2. There’s zero possibility of the UK backing down and agreeing to retain free movement. A bizarre article in the New Yorker yesterday (one hopes Americans have some other source of information for how the Brexit negotiations will go, because that piece is wrong on just about everything, even down to the names of the officials involved) said that: “Many European officials believe that May will eventually soften her stance, because leaving the EU without a deal would be catastrophic.” No. She’s not going to soften her stance. And if she tried to soften her stance she would cease to be Prime Minister and the person that replaced her would not soften her stance either.
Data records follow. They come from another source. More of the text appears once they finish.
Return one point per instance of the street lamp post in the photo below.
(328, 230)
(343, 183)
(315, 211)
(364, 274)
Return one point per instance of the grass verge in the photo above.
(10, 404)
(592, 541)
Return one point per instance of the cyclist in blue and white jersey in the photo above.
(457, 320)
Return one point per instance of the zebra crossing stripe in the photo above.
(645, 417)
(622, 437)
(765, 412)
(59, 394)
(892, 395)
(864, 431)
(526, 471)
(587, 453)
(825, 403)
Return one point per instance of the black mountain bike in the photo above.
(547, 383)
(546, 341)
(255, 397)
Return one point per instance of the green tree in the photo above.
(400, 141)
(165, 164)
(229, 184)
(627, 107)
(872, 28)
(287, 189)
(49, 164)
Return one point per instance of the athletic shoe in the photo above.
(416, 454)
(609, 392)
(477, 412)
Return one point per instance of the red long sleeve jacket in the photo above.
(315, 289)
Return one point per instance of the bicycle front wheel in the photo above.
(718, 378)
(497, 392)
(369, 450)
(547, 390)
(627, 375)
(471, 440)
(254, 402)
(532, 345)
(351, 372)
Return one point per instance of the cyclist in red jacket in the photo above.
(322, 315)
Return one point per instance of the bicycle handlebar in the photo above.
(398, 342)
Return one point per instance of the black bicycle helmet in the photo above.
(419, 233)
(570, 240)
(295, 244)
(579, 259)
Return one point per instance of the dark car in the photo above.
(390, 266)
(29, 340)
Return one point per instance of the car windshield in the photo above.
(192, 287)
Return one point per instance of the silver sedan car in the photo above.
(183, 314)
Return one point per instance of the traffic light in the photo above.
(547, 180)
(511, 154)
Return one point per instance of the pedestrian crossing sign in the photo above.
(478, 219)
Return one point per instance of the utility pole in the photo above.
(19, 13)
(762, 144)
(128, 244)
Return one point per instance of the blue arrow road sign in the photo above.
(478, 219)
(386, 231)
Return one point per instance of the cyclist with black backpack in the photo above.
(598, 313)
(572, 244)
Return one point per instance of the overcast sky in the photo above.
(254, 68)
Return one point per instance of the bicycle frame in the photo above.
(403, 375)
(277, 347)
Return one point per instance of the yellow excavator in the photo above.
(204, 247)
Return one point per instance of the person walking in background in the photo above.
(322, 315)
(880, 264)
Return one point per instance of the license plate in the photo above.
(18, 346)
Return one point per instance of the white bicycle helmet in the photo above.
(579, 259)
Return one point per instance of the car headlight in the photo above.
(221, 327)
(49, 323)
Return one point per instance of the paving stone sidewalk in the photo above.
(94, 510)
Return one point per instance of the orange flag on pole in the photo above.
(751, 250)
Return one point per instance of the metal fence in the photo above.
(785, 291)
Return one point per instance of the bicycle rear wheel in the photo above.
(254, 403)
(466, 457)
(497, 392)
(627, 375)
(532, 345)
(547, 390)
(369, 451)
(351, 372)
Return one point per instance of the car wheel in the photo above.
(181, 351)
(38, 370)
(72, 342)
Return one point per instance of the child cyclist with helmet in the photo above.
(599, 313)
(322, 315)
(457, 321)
3. The European People’s Party MEP Manfred Weber said on the Today programme on Thursday that he hears the UK wants a trade deal, but in that case why are we leaving? In the UK our perspective is that we don’t see why we should find it any  harder, or requiring of any more conditions, or any more dependent on accepting free movement, for us to do a trade deal with the EU than for Canada or Korea to do such deals.

4. The UK is not “requesting” a trade deal with EU and we aren’t interested in making any “concessions” to be “given” such a deal. Instead, we are proposing a trade deal because we believe the trade deal itself in the mutual interests of the EU and us. If the EU doesn’t think a trade deal with us is, in and of itself and with no further “sweeteners”, in their interests we will be philosophical about that & say “OK. Your call.”

5. We do not accept that the UK “inevitably has the weaker hand” in Brexit trade negotiations, as the New Yorker tells its readers we do. Even were it true that the economic damage to the UK would, in GDP terms, be larger than for the EU (which many Britons don’t accept — not only because of the trade deficit we run with the EU but, more crucially, because of the dependence of the EU’s finance and corporate sectors on the City), we think UK voters and politics will be more able to tolerate losing some GDP, in the short-term, than EU voters and politics will be. We believe our system and economy are solid, whilst the EU’s teeters on the brink. We can bear it. They can’t.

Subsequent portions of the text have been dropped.